After two hours of intense preparation in the kitchen and scrutiny from a panel of judges — comprised of working chefs and F&H’s own editor/publisher, Rosanna Caira — peppering them with questions, Justine de Valicourt of Montreal’s Institut de tourisme et d’hotellerie emerged the winner. The victory earned her a gift of appreciation from participating sponsors, including chef ware from Chef Revival. But, more importantly, de Valicourt will now represent Canada at the competition’s finals in Napa Valley, Calif. from March 5 to 8.

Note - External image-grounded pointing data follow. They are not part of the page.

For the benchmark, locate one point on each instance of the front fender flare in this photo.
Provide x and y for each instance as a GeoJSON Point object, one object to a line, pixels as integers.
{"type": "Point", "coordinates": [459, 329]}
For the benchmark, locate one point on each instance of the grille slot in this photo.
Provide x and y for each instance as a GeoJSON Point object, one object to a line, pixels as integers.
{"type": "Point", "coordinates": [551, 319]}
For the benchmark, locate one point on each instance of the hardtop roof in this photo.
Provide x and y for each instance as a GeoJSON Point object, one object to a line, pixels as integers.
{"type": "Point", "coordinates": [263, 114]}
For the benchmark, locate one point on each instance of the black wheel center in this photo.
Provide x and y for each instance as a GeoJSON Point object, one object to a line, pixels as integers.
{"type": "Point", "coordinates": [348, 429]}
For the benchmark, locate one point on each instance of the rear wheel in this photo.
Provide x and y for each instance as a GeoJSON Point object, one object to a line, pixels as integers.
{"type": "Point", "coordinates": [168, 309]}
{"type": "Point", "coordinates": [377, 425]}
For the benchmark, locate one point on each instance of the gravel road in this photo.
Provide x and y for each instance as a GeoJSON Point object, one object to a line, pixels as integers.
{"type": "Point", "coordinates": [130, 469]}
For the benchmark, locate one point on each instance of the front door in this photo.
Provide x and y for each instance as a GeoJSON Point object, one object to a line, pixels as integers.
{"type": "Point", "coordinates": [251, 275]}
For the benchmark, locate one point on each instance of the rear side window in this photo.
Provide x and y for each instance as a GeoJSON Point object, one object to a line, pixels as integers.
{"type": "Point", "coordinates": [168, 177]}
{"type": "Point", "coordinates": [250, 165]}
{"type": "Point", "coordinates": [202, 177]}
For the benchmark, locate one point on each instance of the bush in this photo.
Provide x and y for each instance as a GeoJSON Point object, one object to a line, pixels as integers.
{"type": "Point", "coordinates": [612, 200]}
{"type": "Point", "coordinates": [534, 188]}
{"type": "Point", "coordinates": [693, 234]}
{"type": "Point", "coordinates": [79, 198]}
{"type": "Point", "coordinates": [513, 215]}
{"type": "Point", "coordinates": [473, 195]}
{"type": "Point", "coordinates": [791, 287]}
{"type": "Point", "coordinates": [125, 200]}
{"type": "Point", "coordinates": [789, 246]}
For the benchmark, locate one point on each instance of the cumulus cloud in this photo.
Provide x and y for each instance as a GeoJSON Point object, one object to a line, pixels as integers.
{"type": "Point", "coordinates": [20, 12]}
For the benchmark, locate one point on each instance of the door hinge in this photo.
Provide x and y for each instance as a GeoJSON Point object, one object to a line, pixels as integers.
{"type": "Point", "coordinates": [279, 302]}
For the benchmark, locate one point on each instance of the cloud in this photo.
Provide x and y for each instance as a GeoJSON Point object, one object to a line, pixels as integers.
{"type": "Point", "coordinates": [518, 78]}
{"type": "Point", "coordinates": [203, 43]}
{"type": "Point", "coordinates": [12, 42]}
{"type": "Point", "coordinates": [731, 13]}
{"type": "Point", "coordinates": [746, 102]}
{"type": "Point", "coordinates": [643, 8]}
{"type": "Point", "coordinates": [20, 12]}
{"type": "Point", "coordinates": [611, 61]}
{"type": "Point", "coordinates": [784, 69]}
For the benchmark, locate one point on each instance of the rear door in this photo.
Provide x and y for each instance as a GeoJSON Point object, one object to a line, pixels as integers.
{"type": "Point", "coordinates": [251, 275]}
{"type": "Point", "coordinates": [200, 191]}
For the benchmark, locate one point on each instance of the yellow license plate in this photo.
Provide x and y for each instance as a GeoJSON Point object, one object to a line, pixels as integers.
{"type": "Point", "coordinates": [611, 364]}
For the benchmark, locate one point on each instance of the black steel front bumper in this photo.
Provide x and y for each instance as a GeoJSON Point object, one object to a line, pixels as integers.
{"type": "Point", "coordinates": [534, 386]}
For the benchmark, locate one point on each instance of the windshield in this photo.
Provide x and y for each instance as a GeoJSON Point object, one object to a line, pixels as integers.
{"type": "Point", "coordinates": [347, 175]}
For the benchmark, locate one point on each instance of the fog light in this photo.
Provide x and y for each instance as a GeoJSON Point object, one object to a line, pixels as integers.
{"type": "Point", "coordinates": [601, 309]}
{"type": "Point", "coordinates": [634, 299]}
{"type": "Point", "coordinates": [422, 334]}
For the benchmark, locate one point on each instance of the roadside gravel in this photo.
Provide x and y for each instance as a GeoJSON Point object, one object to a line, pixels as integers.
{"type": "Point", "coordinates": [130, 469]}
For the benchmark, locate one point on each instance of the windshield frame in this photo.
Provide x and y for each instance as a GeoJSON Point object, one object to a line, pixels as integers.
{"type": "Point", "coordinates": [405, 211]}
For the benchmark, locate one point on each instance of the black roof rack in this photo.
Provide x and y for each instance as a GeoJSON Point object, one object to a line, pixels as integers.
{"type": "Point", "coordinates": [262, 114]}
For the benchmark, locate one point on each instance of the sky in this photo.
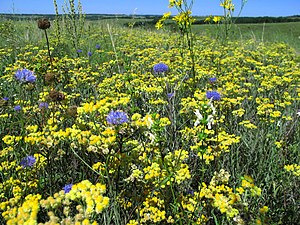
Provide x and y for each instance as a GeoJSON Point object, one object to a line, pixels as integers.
{"type": "Point", "coordinates": [154, 7]}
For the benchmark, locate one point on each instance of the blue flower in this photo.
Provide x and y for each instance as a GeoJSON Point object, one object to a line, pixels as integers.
{"type": "Point", "coordinates": [67, 188]}
{"type": "Point", "coordinates": [25, 75]}
{"type": "Point", "coordinates": [160, 68]}
{"type": "Point", "coordinates": [116, 117]}
{"type": "Point", "coordinates": [43, 105]}
{"type": "Point", "coordinates": [28, 161]}
{"type": "Point", "coordinates": [17, 108]}
{"type": "Point", "coordinates": [213, 95]}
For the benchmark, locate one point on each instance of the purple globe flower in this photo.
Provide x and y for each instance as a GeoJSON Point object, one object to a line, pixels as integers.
{"type": "Point", "coordinates": [160, 68]}
{"type": "Point", "coordinates": [28, 161]}
{"type": "Point", "coordinates": [43, 105]}
{"type": "Point", "coordinates": [212, 79]}
{"type": "Point", "coordinates": [215, 96]}
{"type": "Point", "coordinates": [170, 95]}
{"type": "Point", "coordinates": [25, 75]}
{"type": "Point", "coordinates": [17, 108]}
{"type": "Point", "coordinates": [67, 188]}
{"type": "Point", "coordinates": [117, 117]}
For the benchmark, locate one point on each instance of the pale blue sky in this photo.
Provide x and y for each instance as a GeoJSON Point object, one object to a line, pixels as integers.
{"type": "Point", "coordinates": [154, 7]}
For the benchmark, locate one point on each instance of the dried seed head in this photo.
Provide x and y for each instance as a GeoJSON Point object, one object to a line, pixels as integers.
{"type": "Point", "coordinates": [43, 24]}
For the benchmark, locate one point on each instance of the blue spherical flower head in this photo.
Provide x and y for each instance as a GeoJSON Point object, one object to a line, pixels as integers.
{"type": "Point", "coordinates": [67, 188]}
{"type": "Point", "coordinates": [160, 68]}
{"type": "Point", "coordinates": [28, 161]}
{"type": "Point", "coordinates": [215, 96]}
{"type": "Point", "coordinates": [116, 117]}
{"type": "Point", "coordinates": [25, 75]}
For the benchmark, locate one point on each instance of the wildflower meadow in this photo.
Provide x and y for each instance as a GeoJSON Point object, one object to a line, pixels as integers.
{"type": "Point", "coordinates": [106, 124]}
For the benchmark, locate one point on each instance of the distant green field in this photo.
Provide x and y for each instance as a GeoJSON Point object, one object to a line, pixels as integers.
{"type": "Point", "coordinates": [269, 32]}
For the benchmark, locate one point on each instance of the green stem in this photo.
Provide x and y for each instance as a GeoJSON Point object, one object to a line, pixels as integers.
{"type": "Point", "coordinates": [48, 46]}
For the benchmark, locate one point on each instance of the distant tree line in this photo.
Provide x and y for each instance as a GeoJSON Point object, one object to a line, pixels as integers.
{"type": "Point", "coordinates": [152, 19]}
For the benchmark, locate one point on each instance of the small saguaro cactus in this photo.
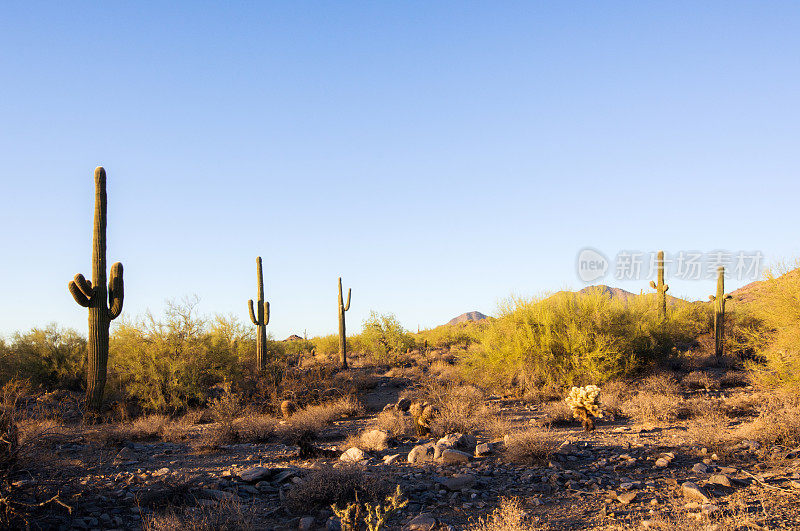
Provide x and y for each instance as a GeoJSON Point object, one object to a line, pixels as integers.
{"type": "Point", "coordinates": [719, 311]}
{"type": "Point", "coordinates": [104, 302]}
{"type": "Point", "coordinates": [585, 405]}
{"type": "Point", "coordinates": [260, 318]}
{"type": "Point", "coordinates": [661, 288]}
{"type": "Point", "coordinates": [342, 337]}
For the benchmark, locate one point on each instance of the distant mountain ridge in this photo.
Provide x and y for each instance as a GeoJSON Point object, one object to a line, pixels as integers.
{"type": "Point", "coordinates": [469, 316]}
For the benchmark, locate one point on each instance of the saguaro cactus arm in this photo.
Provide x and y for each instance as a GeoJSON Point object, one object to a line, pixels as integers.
{"type": "Point", "coordinates": [81, 290]}
{"type": "Point", "coordinates": [116, 291]}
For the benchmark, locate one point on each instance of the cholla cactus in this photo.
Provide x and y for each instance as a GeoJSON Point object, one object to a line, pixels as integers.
{"type": "Point", "coordinates": [376, 515]}
{"type": "Point", "coordinates": [585, 405]}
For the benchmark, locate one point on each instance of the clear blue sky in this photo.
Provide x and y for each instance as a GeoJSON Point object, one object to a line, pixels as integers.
{"type": "Point", "coordinates": [439, 156]}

“The actual competition was intense but it was an opportunity to meet some great chefs and other talented people. I can’t wait for Napa and the chance to improve my skills further,” said de Valicourt, speaking of her win. The Quebec native’s Venison in Wooden Flavours was inspired by ingredients from the forest and featured a venison fillet with short rib.
Competitors were judged on creativity, plate appearance, taste, texture and aroma as well as sanitation at their workstation. Interestingly each was also judged on their ability to perform under pressure and their personality while being questioned by judges and media.
The seven chefs who competed in the eighth annual competition represented George Brown, the International Culinary School at the Art Institute of Vancouver, l’Ecole hoteliere de la Capital in Quebec City and l’institut de Tourisme et d’hotellerie in Montreal.